Bit of video to go with it.

http://www.youtube.com/watch?v=fd5vKQOh2G4


----------



## Robert Hilton (Feb 13, 2011)

Amazing! Thanks for posting it. I was impressed by Hove Engineerium, but this is so much more. You could read passages of Kipling's "MacAndrew's Hymn" to the rhythm of it. 

From memory: "From coupler flange to spindle guide I see thy hand o God,
"Predestination in the stride o' yon connecting rod."


----------



## ben27 (Dec 27, 2012)

good day clevewyn.sm.yesterday.17:56 #2.re:worlds biggest working triple expansion engine,thank you for posting that amazing video.a brilliant peace of engeneering,regards ben27


----------



## chadburn (Jun 2, 2008)

Although not a marine version of a VTE it must be around the size of the unfortunate 'Titanic's P&S main engines.


----------



## P077173 (May 11, 2014)

Yes, the Titanic's main engines were about this size. Interestingly, after exiting the low pressure cylinders on the ship, the steam at about 9 psi turned a turbine which powered her centre propeller.
For sheer horsepower, a big 3 cylinder simple engine was the business.(The steam was at high pressure to all cylinders). Video link to one used to power an armour plate rolling machine. 40 inch diameter pistons, 48 inch stroke and twelve thousand horsepower!
https://www.youtube.com/watch?v=QOBSfdBWSWY


----------



## chadburn (Jun 2, 2008)

My first Merchant Ship was Hogarths Baron Ardrossan, a VTE with an LP Exhaust Turbine.


----------



## Peter Short (Apr 13, 2008)

Comparison between Kempton and Titanic is not a good one IMO.
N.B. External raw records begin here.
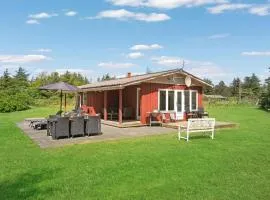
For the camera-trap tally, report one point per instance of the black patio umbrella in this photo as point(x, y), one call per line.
point(62, 87)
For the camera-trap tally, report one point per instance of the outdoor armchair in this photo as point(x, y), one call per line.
point(93, 125)
point(59, 127)
point(77, 126)
point(202, 113)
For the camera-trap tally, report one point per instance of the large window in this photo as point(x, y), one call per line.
point(187, 101)
point(162, 100)
point(179, 101)
point(170, 100)
point(84, 98)
point(194, 101)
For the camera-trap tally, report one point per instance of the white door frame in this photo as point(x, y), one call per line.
point(179, 115)
point(138, 116)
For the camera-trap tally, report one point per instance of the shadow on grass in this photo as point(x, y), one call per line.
point(27, 186)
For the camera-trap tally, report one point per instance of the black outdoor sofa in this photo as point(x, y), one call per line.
point(61, 127)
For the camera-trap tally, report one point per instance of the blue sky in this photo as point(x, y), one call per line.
point(218, 39)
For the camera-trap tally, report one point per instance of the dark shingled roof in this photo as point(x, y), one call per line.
point(60, 86)
point(133, 80)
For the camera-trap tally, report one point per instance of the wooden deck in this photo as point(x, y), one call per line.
point(218, 125)
point(134, 123)
point(125, 123)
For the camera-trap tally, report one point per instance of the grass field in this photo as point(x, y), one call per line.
point(236, 165)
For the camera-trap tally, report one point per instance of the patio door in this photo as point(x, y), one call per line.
point(138, 105)
point(180, 104)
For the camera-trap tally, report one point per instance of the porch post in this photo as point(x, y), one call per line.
point(105, 106)
point(120, 116)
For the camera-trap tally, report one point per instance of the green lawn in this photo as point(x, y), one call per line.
point(236, 165)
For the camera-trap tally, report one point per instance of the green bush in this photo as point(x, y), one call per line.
point(15, 102)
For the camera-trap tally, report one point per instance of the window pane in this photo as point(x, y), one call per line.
point(84, 98)
point(194, 100)
point(171, 100)
point(187, 101)
point(179, 101)
point(162, 100)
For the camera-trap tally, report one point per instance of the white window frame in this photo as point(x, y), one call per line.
point(84, 101)
point(190, 100)
point(175, 100)
point(166, 100)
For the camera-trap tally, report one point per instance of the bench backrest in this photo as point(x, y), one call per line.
point(201, 124)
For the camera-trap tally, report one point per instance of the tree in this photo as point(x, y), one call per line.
point(235, 87)
point(222, 89)
point(251, 86)
point(106, 77)
point(21, 78)
point(208, 90)
point(265, 96)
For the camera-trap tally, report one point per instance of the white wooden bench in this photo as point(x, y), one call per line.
point(197, 125)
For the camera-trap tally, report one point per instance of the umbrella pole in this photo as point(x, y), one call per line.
point(61, 99)
point(65, 102)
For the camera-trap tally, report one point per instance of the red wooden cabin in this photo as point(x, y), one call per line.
point(134, 97)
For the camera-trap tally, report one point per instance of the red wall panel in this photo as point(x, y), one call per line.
point(149, 99)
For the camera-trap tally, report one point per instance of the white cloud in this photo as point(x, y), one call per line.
point(219, 36)
point(261, 10)
point(71, 13)
point(145, 47)
point(32, 21)
point(44, 50)
point(22, 58)
point(203, 69)
point(85, 72)
point(116, 65)
point(256, 53)
point(165, 4)
point(123, 14)
point(218, 9)
point(42, 15)
point(212, 71)
point(169, 61)
point(135, 55)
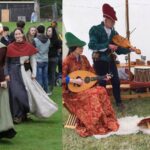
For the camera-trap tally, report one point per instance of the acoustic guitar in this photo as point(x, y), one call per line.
point(89, 78)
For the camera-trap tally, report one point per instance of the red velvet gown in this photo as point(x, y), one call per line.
point(92, 107)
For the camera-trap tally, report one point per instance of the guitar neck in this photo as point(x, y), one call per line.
point(88, 79)
point(97, 78)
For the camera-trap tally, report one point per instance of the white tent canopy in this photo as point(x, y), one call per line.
point(80, 15)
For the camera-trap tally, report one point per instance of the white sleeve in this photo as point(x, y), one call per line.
point(33, 65)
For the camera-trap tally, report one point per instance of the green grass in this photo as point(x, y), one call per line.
point(72, 141)
point(38, 134)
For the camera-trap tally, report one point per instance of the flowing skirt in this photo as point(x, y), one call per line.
point(40, 104)
point(93, 110)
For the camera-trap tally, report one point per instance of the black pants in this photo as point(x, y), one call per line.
point(102, 68)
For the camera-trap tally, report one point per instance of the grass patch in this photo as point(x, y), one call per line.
point(72, 141)
point(37, 134)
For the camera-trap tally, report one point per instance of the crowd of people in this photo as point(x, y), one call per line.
point(27, 74)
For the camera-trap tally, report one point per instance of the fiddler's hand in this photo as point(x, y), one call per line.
point(3, 84)
point(77, 81)
point(113, 47)
point(108, 77)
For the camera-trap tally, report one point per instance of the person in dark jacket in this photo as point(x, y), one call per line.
point(42, 43)
point(101, 44)
point(53, 55)
point(5, 38)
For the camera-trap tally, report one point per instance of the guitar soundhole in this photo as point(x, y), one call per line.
point(77, 85)
point(87, 79)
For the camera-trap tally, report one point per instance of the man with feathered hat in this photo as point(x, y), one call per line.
point(101, 44)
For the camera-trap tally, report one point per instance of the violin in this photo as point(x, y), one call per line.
point(125, 43)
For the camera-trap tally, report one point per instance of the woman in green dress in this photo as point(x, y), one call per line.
point(6, 123)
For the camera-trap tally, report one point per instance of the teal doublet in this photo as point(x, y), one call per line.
point(99, 40)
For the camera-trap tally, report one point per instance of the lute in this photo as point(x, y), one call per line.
point(89, 78)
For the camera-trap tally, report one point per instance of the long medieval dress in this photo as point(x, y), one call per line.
point(6, 123)
point(26, 95)
point(92, 107)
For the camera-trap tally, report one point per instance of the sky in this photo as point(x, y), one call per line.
point(80, 15)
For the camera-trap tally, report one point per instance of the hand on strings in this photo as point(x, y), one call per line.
point(77, 81)
point(108, 77)
point(7, 78)
point(113, 47)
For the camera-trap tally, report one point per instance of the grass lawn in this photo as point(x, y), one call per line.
point(72, 141)
point(38, 134)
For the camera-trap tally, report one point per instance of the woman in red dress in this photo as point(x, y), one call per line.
point(92, 107)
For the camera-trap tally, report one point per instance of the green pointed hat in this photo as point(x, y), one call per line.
point(72, 40)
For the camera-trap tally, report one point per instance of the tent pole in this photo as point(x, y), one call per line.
point(128, 34)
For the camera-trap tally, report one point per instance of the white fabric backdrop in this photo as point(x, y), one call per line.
point(80, 15)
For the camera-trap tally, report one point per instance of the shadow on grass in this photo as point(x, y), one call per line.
point(5, 142)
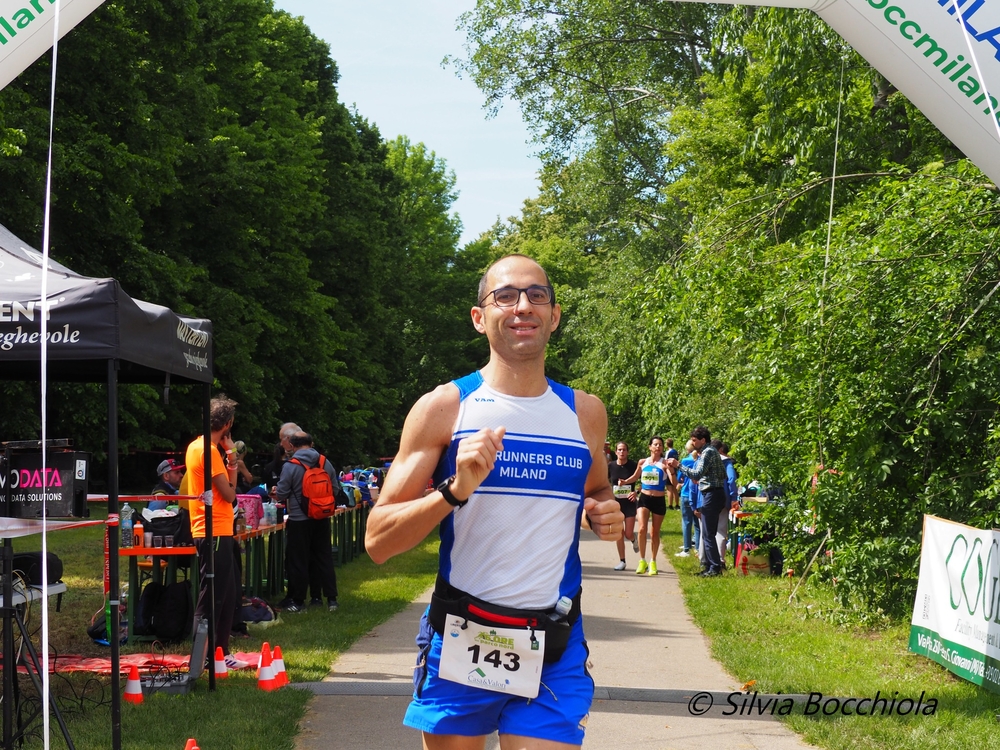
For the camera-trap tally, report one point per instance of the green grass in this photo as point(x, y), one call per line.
point(797, 648)
point(310, 642)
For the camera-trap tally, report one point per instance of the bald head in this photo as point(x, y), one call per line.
point(485, 283)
Titanic's triples had four cylinders and produced about 15,000 ihp each. Kempton is three cylinder triple, about 1000 ihp, heavily built for water pumping duty. Steam exhausted to Titanic's turbine was already at a healthy vacuum....A triple expansion, 1000 ihp mill engine would be a much smaller affair.


----------



## roverj (Jan 11, 2014)

Great video I can smell the oil and steam


----------



## steamer659 (Mar 18, 2009)

Lovely Website and Engine! Very nice Video! But let's try and "inject" some proportionate reality shall we? 

This engine might be "the largest" however- the Triple Expansion Engines on the SS Jeremiah O'Brien and the SS John W Brown are rated at 2,500 IHP, the above engine 1,008 IHP (probably by indicated displacement). They are still operational and put the ships out to sea on occasion... 

Each of the Titanic's Outboard Main Engines were 15 ,000 IHP (Yes- 15 times the power) and the center was "equivalent" to 16,000 IHP since it was Steam Turbine driven by the exhaust from the Fourth Cylinder of each outboard engine....

But still, a very beautiful shore side engine, I loved the steam reciprocating jacking or turning gear in the beginning....


----------